Given code that can extract the contents of the inner rectangles (boxes), we can determine whether the contents have changed.

Here, take an image of the previous box and see whether the same contents are still there. The idea is that a name does not only get erased, it may also be replaced. We hope to find something more robust than the ink method (exploration-2).


In [1]:
LIVENOTEBOOK = True
import cv2
cv2.__version__
import extract_blue_grid
get_contents = extract_blue_grid.get_contents

In [2]:
def get_content1(imagepath):
    "return 2nd box and contour from get_contents"
    boxes, contours = get_contents(imagepath)
    return boxes[1], contours[1]

In [3]:
import numpy as np
import matplotlib.pyplot as plt
from skimage.measure import compare_ssim 
def imshow(img):  plt.imshow(cv2.cvtColor(img, cv2.COLOR_BGR2RGB))
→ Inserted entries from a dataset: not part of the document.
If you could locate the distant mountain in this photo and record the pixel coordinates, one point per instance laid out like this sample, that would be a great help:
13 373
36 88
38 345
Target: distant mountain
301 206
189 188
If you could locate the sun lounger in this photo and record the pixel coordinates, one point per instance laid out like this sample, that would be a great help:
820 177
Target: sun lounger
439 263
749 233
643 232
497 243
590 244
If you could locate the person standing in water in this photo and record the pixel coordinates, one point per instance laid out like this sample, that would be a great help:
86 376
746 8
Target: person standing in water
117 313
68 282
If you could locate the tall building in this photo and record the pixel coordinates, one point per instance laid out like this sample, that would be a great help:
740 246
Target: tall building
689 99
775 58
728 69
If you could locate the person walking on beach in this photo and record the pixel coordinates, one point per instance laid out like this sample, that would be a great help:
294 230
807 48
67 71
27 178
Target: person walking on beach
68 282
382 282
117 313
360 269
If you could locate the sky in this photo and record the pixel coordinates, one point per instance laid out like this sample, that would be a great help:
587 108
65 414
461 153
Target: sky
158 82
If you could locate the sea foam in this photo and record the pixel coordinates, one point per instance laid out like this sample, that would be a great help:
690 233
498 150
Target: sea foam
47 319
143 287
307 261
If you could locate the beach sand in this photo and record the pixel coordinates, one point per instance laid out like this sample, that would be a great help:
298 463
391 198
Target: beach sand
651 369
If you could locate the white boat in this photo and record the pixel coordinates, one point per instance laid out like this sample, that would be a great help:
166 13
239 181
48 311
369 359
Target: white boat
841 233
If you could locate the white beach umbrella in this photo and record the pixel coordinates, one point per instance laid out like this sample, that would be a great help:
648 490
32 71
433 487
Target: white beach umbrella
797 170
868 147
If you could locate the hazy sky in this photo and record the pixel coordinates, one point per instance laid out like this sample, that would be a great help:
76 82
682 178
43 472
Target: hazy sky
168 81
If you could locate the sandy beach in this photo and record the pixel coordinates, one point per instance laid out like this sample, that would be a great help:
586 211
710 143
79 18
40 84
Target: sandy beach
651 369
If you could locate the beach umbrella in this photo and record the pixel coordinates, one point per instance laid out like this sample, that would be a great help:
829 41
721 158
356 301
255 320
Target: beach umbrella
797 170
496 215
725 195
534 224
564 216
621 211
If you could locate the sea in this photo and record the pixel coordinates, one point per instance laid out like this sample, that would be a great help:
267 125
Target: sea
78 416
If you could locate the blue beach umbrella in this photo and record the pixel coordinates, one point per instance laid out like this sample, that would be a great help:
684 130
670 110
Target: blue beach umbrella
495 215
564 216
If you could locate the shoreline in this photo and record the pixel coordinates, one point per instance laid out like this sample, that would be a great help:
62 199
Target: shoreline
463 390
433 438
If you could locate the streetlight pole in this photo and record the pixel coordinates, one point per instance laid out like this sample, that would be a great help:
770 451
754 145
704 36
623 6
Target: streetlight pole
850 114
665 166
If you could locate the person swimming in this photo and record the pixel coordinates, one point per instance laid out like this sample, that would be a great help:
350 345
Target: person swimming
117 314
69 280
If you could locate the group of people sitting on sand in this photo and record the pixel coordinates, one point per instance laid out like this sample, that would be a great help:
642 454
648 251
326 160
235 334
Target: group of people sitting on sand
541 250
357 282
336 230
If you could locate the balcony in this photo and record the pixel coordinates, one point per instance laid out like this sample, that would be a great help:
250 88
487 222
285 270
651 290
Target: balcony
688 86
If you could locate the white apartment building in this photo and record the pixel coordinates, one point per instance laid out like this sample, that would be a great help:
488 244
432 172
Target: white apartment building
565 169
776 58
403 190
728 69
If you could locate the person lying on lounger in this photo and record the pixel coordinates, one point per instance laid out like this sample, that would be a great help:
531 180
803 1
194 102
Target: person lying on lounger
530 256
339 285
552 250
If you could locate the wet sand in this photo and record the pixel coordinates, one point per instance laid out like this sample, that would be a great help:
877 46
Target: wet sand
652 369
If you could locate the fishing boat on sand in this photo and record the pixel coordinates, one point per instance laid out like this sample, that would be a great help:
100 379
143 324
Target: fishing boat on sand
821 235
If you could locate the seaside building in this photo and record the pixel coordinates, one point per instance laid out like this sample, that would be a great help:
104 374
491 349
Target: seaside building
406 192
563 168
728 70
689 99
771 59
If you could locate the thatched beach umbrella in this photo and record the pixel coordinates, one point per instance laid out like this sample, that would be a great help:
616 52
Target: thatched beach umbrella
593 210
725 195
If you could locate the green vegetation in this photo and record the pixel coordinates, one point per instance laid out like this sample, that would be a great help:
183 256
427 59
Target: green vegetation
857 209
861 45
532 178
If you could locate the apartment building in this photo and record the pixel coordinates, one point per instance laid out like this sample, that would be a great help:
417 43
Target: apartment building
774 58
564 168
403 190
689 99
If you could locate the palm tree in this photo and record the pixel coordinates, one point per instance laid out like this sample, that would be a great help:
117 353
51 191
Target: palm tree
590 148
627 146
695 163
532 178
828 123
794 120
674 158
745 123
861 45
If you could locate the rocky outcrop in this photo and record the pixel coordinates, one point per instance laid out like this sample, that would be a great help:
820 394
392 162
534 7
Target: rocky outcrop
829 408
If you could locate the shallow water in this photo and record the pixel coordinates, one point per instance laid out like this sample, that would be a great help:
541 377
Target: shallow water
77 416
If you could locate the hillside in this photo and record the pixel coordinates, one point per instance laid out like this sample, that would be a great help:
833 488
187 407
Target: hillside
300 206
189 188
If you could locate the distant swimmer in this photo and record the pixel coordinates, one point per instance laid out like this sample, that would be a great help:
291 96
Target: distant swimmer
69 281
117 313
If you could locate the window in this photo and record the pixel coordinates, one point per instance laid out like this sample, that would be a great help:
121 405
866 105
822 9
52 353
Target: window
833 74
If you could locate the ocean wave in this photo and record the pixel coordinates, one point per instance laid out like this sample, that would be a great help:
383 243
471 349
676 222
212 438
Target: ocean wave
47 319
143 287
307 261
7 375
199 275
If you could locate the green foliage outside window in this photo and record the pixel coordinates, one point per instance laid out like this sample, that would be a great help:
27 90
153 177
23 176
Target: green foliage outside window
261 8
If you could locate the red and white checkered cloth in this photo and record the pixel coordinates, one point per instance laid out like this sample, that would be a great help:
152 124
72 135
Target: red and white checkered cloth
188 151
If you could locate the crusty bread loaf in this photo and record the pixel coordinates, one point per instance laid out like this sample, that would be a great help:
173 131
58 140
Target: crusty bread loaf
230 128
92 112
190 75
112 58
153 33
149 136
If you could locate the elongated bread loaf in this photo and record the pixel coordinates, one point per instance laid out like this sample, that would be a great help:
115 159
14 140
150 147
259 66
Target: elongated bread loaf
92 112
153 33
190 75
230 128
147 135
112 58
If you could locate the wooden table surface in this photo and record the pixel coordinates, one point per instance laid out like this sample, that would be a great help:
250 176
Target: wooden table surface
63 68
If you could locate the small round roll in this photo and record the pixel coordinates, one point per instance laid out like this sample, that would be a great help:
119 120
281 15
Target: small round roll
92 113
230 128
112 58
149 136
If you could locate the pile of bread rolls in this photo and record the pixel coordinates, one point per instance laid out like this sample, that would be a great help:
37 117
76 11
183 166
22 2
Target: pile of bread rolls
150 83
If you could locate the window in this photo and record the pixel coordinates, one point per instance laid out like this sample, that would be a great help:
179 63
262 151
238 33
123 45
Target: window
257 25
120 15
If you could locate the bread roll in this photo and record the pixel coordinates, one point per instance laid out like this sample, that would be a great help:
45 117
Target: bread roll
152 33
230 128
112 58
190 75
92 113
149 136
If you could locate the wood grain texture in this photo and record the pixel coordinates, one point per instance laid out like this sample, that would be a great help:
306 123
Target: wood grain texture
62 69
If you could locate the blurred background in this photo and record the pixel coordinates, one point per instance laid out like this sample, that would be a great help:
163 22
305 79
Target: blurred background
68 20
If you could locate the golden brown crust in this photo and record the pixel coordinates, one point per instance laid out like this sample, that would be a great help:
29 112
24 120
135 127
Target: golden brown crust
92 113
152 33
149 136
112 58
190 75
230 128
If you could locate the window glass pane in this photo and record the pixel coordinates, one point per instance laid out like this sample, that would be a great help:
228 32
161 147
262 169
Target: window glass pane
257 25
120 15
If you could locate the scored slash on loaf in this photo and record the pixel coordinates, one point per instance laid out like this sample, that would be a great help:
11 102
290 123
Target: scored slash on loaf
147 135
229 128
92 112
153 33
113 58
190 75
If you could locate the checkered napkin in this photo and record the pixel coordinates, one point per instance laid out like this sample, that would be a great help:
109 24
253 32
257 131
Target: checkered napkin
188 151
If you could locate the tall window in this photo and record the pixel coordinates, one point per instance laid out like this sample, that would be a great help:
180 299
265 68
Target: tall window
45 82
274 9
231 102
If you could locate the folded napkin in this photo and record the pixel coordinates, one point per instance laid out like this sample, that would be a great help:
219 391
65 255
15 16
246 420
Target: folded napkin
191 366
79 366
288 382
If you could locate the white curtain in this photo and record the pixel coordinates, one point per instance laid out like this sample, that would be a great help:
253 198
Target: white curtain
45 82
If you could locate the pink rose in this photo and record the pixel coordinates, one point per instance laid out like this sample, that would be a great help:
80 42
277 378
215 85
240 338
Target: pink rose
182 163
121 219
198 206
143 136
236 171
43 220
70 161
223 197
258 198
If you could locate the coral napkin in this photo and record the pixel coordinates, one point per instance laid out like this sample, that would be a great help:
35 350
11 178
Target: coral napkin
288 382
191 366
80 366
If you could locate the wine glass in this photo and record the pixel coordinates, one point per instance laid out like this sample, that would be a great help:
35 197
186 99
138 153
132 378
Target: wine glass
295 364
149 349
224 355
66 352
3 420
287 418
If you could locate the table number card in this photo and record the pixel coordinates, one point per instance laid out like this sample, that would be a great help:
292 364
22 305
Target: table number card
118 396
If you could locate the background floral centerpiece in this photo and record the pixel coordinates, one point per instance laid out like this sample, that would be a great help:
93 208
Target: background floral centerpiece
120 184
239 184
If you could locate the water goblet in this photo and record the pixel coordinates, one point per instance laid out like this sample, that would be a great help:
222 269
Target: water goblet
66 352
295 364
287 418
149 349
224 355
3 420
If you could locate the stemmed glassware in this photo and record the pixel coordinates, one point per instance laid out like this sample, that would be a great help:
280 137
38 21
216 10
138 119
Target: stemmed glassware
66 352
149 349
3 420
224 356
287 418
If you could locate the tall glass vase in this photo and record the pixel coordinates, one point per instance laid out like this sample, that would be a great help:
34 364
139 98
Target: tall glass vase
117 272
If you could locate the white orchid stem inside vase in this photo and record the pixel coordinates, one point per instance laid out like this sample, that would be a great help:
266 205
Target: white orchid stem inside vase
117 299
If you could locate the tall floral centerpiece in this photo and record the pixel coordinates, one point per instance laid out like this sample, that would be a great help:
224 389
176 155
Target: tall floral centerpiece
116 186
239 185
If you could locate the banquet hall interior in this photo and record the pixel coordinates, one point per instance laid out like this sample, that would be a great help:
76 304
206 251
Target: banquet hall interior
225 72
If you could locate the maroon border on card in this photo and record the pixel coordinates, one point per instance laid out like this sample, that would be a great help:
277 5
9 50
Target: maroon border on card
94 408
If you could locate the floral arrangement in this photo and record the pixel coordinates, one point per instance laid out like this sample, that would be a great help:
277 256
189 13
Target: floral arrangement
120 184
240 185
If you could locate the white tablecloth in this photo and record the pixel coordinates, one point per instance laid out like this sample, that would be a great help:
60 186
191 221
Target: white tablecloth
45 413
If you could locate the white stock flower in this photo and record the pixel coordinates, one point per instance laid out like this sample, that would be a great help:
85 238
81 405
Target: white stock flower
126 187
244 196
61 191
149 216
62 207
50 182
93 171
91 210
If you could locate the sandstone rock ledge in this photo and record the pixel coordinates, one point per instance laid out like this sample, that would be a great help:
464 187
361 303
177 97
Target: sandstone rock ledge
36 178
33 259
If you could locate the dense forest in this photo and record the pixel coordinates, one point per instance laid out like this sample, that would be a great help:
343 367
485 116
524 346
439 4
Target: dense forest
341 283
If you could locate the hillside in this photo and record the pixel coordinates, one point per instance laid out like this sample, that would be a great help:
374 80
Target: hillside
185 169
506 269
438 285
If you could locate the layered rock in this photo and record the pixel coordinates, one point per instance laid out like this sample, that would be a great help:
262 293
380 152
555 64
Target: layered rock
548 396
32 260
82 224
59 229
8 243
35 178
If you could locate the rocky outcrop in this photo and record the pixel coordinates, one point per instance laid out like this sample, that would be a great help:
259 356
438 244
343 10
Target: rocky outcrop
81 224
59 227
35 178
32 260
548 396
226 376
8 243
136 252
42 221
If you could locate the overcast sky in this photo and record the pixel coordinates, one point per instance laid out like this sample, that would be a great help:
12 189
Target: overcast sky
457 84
imwriting1 = cv2.imread("../reference/frame276.png")
imwriting2 = cv2.imread("../reference/frame280.png")
imempty = cv2.imread("../reference/frame272.png")


if LIVENOTEBOOK:
    %matplotlib inline
    # test plotting
    imshow(np.concatenate([imwriting1,imwriting2,imempty], axis=1))



In [ ]:
# not used:
def threshold_boxes(boxes):
    """Given a list of images, adaptive threshold each image"""
    output = []
    for img in boxes:
        img = cv2.cvtColor(img, cv2.COLOR_BGR2GRAY)
        dst = cv2.adaptiveThreshold(img, 160, cv2.ADAPTIVE_THRESH_GAUSSIAN_C, cv2.THRESH_BINARY, 5, 2)
        output.append(dst)
    return output

In [4]:
%matplotlib inline
kernel = cv2.getStructuringElement(cv2.MORPH_ELLIPSE, (9, 9))

writing1,contours1 = get_content1("../reference/frame276.png")
writing1 = cv2.morphologyEx(writing1, cv2.MORPH_OPEN, kernel)
writing1 = cv2.cvtColor(writing1, cv2.COLOR_BGR2GRAY)
#writing1 = cv2.adaptiveThreshold(writing1, 160, cv2.ADAPTIVE_THRESH_GAUSSIAN_C, cv2.THRESH_BINARY, 5, 2)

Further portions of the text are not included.